In order to do this, we would need to create a full clone of your entire software stack; ideally on AWS.
As far as I know, support by EBI is done only for members of the consortium but our company called The Hyve is more than happy to help you with this. We have set up open targets for multiple clients. See https://www.thehyve.nl/services/open-targets for more information.
As @Sjoerd mentioned, we don’t provide support for particular instances. However, we want to make as easier as possible for others to spin out their own versions and we accommodate our stack to make this possible. As part of the open source spirit, we also welcome any contributions in the form of code or documentation.
If you want to share your particular use case, I’m sure the community could help you to make some progress and you can decide whether you need additional services.
Indeed I was able to implement the OT Platform internally here, to combine our own evidence data with the ones provided by OT. The GITHUB repos contain most of the information you need, although if you want to install OTP locally and not use Google cloud as OT does, you are going to have to do some wrangling since there is a lot of assumptions that the deployment is on Google…
But it can definitely be done (as @Sjoerd and his company The Hyve shows) but it is not an easy lift…Let me know if you want to chat about what it will take and I can show you…
Maybe start by organizing what github repositories are important for which functions; possibly this is buried in some help doc somewhere but I found it hard to follow the global organization.
Our use case is essentaily a massive extension of what is in OpenTargets: Genetics.

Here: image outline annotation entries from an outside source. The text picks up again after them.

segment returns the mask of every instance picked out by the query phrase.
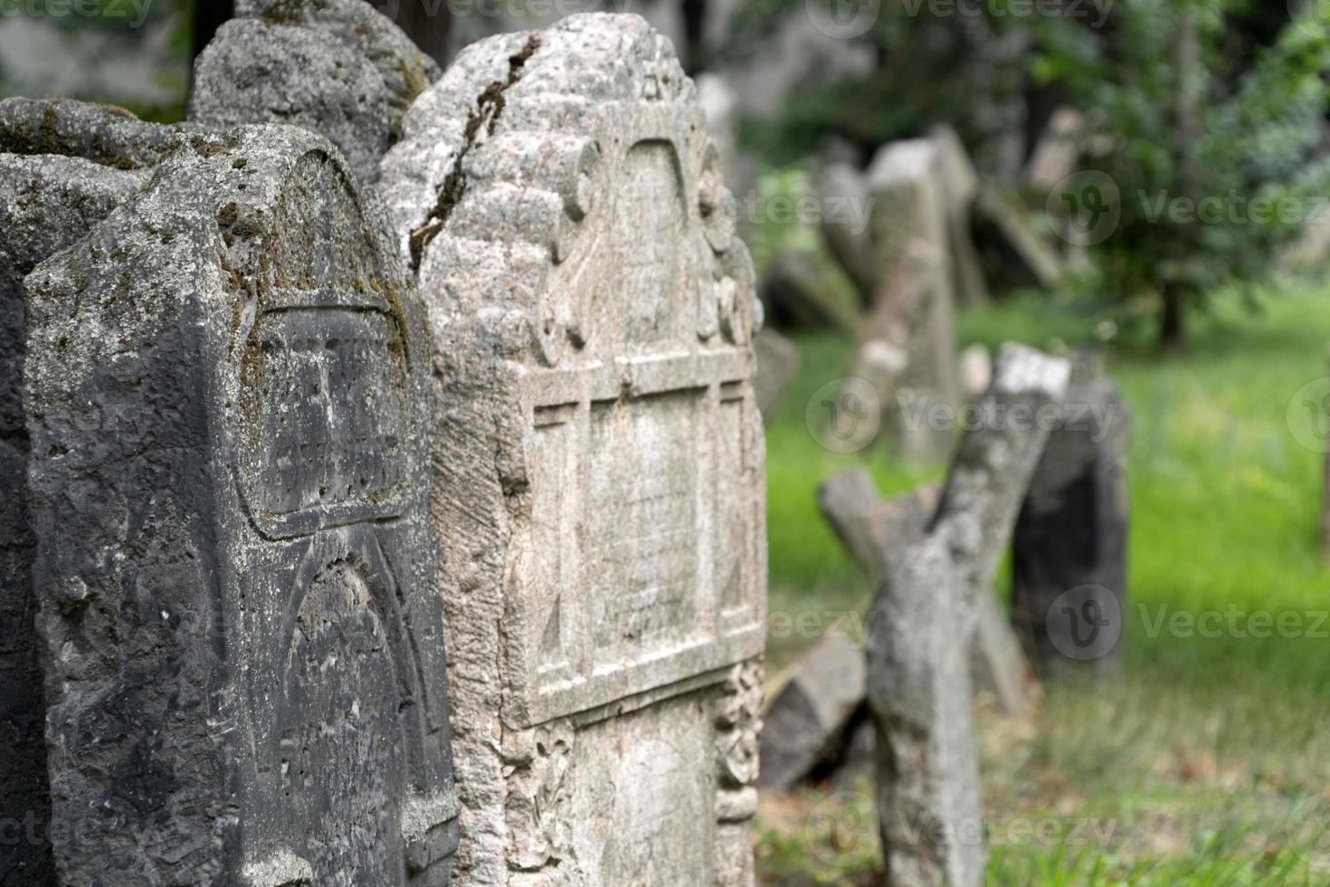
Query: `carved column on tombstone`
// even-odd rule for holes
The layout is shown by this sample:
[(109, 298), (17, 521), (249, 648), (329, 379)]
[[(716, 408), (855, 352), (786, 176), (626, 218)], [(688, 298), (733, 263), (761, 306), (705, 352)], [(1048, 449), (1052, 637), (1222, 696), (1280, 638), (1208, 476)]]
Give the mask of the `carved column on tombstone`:
[(497, 36), (380, 182), (436, 344), (459, 883), (746, 883), (755, 311), (693, 84), (636, 16)]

We would add specifically LD blocks for various ancestry groups, and most importantly definition of “cCRES” (putative conserved regulatory elements) defined either computationally or via assays such as ATAC-seq + histone ChIP-seq etc. Then these elements/genes/variants are all linked by other sets of experiments - including full gene regulatory networks.
OpenTargets genetics has a useful baseline for us (Variants, genes, GWAS) but we would extend it to specific regulatory interactions and use it to house the experimental results and computational predictons from our IGVF consortium.

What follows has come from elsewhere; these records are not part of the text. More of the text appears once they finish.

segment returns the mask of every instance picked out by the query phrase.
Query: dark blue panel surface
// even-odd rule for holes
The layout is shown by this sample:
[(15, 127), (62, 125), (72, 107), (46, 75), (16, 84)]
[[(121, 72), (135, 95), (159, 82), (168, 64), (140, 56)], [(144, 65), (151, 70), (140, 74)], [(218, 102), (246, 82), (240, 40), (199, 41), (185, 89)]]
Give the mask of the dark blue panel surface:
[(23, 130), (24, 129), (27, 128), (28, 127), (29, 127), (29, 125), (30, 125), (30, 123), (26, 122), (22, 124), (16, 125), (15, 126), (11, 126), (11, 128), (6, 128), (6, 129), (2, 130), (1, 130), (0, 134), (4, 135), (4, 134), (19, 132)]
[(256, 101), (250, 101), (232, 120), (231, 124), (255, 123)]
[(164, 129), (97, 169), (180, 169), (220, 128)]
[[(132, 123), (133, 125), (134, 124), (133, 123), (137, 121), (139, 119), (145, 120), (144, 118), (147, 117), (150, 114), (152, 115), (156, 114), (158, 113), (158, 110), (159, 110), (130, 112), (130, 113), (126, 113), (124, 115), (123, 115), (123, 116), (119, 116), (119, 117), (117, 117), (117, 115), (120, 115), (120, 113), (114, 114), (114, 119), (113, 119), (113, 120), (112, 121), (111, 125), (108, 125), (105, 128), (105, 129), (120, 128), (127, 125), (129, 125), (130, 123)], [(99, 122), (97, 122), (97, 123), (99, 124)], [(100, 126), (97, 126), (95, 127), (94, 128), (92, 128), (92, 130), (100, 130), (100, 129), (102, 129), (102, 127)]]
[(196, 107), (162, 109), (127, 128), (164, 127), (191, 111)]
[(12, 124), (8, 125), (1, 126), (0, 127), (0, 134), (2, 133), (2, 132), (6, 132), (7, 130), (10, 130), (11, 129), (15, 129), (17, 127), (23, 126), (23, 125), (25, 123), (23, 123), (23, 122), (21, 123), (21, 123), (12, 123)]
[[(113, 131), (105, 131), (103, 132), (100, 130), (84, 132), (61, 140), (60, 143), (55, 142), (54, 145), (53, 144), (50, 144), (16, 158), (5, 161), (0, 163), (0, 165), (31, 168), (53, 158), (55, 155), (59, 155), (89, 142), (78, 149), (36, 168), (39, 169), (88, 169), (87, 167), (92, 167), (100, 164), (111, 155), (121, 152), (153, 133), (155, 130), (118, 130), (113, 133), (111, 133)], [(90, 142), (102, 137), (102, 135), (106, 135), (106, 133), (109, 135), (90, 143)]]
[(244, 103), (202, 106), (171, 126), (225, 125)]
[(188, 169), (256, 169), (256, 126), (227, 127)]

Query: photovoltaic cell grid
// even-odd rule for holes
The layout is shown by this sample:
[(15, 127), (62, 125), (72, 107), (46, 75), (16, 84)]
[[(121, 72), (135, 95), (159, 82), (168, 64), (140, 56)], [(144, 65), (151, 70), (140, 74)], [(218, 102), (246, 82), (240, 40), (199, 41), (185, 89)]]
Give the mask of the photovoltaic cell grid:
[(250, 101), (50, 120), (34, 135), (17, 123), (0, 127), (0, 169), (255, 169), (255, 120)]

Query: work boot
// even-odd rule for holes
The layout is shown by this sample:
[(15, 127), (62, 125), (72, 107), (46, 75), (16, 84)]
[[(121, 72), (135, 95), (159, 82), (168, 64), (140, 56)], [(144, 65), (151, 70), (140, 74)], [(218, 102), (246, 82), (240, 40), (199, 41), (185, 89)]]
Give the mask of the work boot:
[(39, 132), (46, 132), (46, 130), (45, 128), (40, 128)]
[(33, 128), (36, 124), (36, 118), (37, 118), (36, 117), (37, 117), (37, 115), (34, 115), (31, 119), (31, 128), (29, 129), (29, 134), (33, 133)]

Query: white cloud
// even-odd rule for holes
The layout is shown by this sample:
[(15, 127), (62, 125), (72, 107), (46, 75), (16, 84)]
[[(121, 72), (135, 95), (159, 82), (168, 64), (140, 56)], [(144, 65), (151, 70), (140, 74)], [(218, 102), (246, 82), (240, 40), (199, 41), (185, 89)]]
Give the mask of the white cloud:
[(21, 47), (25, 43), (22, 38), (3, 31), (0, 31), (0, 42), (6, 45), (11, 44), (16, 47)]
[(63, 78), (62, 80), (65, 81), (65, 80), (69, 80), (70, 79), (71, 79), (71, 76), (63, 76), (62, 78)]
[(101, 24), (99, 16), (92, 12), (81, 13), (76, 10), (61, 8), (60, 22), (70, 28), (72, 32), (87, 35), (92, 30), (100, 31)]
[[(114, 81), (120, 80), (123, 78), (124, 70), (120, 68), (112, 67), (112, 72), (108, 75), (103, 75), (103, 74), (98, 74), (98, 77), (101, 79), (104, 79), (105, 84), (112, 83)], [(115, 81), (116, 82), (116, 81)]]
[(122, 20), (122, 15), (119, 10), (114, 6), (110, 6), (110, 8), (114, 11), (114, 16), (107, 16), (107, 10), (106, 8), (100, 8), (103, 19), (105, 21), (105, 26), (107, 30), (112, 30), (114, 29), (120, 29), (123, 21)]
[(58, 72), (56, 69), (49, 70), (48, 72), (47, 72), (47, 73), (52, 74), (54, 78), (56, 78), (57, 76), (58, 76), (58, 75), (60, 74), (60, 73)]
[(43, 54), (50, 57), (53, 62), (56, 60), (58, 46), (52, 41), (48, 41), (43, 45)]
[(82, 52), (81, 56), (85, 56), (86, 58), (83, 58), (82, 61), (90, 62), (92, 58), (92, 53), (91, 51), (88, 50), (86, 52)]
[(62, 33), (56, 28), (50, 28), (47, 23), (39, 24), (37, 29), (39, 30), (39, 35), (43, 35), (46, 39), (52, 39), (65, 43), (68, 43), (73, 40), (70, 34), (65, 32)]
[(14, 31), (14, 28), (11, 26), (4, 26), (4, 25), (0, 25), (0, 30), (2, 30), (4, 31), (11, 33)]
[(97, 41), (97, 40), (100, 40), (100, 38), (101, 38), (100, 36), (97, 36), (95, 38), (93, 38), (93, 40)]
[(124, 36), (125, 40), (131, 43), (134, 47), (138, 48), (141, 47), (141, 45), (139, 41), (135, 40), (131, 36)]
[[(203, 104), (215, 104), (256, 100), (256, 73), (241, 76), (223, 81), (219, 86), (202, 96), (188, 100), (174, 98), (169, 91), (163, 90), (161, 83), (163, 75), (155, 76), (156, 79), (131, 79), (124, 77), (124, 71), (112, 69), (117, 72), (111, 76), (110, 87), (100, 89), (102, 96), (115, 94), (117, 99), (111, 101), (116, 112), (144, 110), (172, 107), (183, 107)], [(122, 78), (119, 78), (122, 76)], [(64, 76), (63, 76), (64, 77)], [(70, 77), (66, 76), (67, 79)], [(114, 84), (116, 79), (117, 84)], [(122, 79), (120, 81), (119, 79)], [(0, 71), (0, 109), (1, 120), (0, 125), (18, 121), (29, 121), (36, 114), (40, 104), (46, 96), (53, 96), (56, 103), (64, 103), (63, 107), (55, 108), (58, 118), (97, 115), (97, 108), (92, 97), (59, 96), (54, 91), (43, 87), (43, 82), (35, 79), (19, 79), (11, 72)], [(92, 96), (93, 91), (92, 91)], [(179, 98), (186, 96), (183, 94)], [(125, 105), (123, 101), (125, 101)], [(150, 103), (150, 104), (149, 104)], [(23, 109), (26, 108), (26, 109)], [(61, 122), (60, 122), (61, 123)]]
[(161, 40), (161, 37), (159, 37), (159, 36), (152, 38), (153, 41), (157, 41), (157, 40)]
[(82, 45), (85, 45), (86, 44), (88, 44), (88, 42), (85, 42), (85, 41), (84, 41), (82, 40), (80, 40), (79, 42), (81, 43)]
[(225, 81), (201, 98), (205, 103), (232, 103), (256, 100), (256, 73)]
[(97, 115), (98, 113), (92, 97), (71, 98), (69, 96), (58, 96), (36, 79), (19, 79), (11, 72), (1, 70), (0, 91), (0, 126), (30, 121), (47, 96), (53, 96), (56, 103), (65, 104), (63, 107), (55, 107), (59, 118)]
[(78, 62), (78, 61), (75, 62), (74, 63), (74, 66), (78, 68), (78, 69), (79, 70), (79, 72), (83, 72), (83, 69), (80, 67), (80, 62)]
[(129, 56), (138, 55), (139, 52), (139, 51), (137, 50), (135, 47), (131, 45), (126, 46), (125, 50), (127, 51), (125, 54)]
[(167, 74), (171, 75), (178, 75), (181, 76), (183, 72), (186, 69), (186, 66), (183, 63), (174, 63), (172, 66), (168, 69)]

By any chance, do you remember, how much RAM did you needed for running OT tractability utility. It will kind of you if you can share your suggestion regarding the memory needed for deploying OT platform on personal computer.
I have scaled my input for 2 Ensembl ids to 64 ids, the problem is the same. This means it is not the input but the pipeline need little tweaking in my case.
Thanks for noting you are finding it hard to reproduce the tractability pipeline. I have passed this comment to our colleagues to see what is going on.
I was able to run the tractability pipeline but with much higher RAM.
I am trying to build Open Targets in command line using the scripts kept in Github for each pipeline.
I do not want to use Google Storage bucket and would like to use local server for the development. The pipelines that is of interest to me are tractability, safety, Chemical probes & TEPs, Baseline expression, and Molecular interactions, as I wish to customize the tool according to our current use case.